Wexford County Councillor
- Incumbent
- Assumed office May 2019
- Constituency: Rosslare
- In office July 2016 – May 2019
- Constituency: Wexford
- In office June 2004 – August 2007
- Constituency: Wexford

Senator
- In office 13 September 2007 – 25 May 2011
- Constituency: Nominated by the Taoiseach

Personal details
- Born: 9 July 1974 (age 52) County Wexford, Ireland
- Party: Fianna Fáil
- Spouse: Richard Simpson
- Children: 2
- Education: University College Dublin
- Profession: Solicitor

= Lisa McDonald =

Irish politician (born 1974)

Lisa McDonald (born 9 July 1974) is an Irish Fianna Fáil politician, who was a member of Seanad Éireann from 2007 to 2011.

She was a member of Wexford County Council from 2004 to 2007. She was an unsuccessful candidate at the 2007 general election for the Wexford constituency. She was nominated by the Taoiseach, Bertie Ahern to Seanad Éireann on 3 August 2007.

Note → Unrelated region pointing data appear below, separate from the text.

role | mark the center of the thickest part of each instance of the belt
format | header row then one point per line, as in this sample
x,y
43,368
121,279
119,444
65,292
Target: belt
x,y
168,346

From County Wexford, McDonald is married, with two children. A solicitor, she studied law at University College Dublin before moving back to Wexford, where she now has her own firm. While in college she was Chair of the Kevin Barry Cumann. She served on the Fianna Fáil National Executive from 1995 to 2004. She was the Fianna Fáil Seanad spokesperson for Equality and Law Reform from 2007 to 2011.

Following the death of councillor Fergie Kehoe, she was co-opted to fill the vacancy on Wexford County Council in July 2016 and was subsequently re-elected in 2019 and in 2024, for the Rosslare area. She was once again an unsuccessful candidate for the Wexford constituency at the 2020 general election.